The Federal Trade Commission has recently adopted an aggressive approach to regulating mobile health app companies’ data security and retention policies. We can glean much useful information from the FTC’s enforcement actions to inform data security, privacy, and retention policies for health information and other types of data.
The FTC’s Toolbox
The FTC has two significant tools in its arsenal regarding data retention and security. The first is the 2009 Health Breach Notification Rule. This Rule seeks to cover the gaps left by HIPAA, which only regulates health plans, health care providers that conduct transactions electronically, and health care clearinghouses. In its 2024 update of the Rule, the FTC clarified its scope regarding both covered information and entities.
The Rule requires vendors of personal health records (PHRs), related entities, and third-party service providers to notify customers, the FTC, and sometimes the media, when breaches occur.
PHRs are records of an individual’s identifiable health information that can be drawn from multiple sources. The Rule only applies to information that is unsecured, meaning information that is neither encrypted nor destroyed. Companies covered by the Rule include health app producers but also companies that produce related accessories such as fitness trackers. Companies that provide services such as billing or data storage to PHR vendors also qualify.

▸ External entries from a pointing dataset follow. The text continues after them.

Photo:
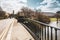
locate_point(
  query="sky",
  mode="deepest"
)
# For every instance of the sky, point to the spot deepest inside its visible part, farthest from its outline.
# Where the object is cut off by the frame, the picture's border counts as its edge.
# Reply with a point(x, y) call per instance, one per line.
point(44, 5)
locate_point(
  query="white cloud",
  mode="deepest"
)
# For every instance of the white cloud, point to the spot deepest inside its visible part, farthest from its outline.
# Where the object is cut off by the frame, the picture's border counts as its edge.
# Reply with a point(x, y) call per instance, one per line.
point(52, 6)
point(10, 5)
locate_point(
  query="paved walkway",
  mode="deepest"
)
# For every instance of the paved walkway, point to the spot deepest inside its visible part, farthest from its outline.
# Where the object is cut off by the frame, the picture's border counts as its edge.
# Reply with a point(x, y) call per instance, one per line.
point(14, 30)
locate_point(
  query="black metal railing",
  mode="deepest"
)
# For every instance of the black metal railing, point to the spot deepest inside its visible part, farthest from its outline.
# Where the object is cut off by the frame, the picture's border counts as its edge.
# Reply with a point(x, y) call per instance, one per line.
point(44, 31)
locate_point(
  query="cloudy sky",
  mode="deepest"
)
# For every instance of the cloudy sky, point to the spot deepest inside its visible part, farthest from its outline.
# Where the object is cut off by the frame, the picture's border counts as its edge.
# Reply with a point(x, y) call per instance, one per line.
point(44, 5)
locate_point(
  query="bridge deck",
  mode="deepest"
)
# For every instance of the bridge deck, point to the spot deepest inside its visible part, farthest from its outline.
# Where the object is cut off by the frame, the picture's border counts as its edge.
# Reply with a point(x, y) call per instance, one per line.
point(15, 32)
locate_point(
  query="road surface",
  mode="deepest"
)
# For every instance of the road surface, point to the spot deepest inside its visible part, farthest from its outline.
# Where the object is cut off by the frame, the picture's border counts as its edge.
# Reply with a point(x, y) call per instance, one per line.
point(10, 29)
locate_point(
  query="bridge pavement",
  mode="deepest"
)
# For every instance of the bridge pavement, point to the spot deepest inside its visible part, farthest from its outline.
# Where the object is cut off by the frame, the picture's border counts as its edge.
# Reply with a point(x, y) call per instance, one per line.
point(10, 29)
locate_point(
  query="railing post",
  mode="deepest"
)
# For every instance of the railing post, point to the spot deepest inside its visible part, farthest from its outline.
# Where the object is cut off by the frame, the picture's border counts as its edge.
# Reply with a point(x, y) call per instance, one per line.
point(51, 34)
point(48, 33)
point(55, 34)
point(41, 32)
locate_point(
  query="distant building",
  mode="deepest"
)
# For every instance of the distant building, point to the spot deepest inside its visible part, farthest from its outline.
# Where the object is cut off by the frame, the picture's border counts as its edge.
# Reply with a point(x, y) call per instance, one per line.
point(48, 14)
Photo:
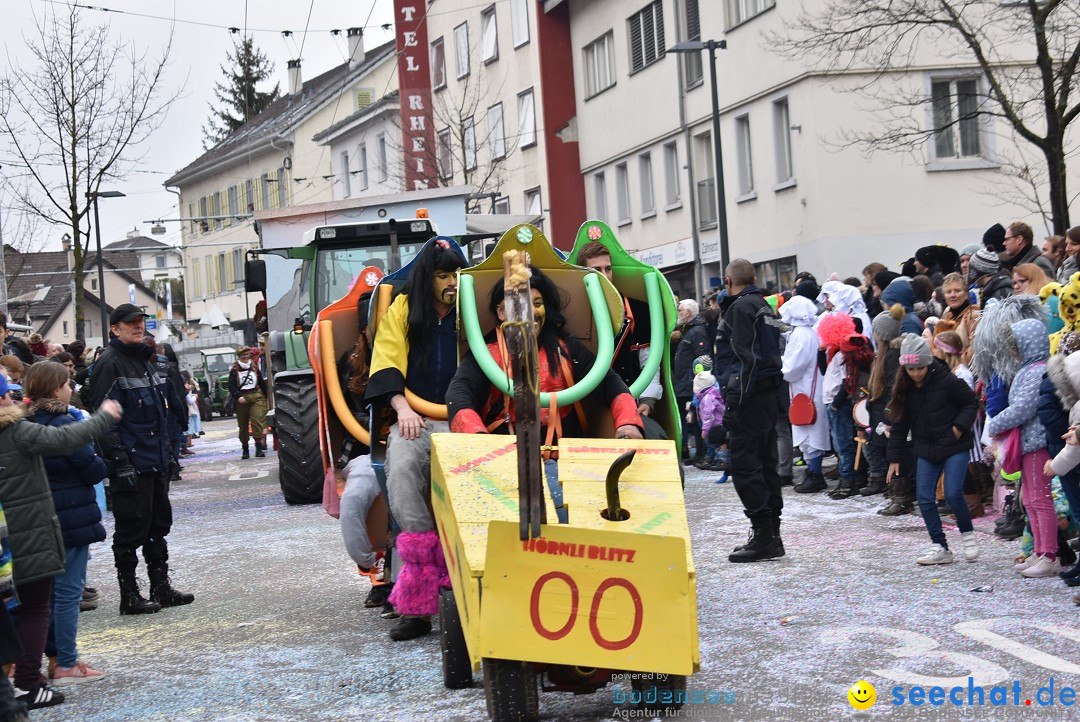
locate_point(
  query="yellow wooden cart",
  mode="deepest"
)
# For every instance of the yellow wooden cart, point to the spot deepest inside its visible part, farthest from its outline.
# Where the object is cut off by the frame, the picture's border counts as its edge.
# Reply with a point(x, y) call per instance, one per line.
point(609, 596)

In addition to the Rule, the FTC is guided by Section 5 of the Federal Trade Commission Act, which prohibits deceptive or unfair practices that affect commerce. As this language suggests, the FTC applies the Act quite broadly with respect to health data.
Lessons from Recent FTC Actions and Guidance
In business guidance published in 2023, the FTC emphasized how extensive the umbrella of health information truly is. The Commission confirmed any data conveying information or that even “enables an inference” about consumers’ health qualifies. For example, a consumer’s mere use of a fertility or mental health app produces health information. In separate guidance, the FTC also highlighted that location data can provide insight beyond a person’s whereabouts like other sensitive information, such as health data. The FTC recommends companies “take a broad view of what constitutes health data and protect it accordingly” to avoid running into trouble. The FTC further explained that security breaches do not refer only to malicious attacks but also to instances where companies share consumer data with other parties who have not been disclosed in their privacy notice.
Privacy policies were another major target for the FTC. In a complaint against the mental health app Cerebral, the FTC alleged that Cerebral used unfair or deceptive practices under Section 5 by sharing customer data with third parties like LinkedIn and TikTok. Cerebral’s privacy policy promised customer data would only be used internally, barring customer consent to do otherwise.
In a similar case, the FTC took action against online alcohol addiction treatment service Monument, Inc., alleging that the company disclosed users’ information after promising to keep it completely confidential. The FTC provided several takeaways from these cases. First, privacy and security representations in company policies are in fact product claims that must be substantiated. Secondly, the Rule applies to omissions, meaning that companies must disclose all material facts about their use of consumer data.
Moving Forward
Companies who collect or process data should be aware of the broad definitions of both covered entities and of what constitutes health data under the Health Breach Notification Rule. The Rule’s limitation to unsecured information also reinforces the importance of encrypting data diligently.
These days almost every company has a privacy policy, either by choice or by requirement. The FTC’s recent actions make it even clearer that privacy policies must be carefully crafted and specific about privacy and security procedures. Companies should review their policies to make sure that they don’t overpromise or under-include relevant activities related to collecting, processing, and sharing personal health records.
Disclaimer: The purpose of this post is to provide general education on information governance topics. The statements are informational only and do not constitute legal advice. If you have specific questions regarding the application of the law to your business activities, you should seek the advice of your legal counsel.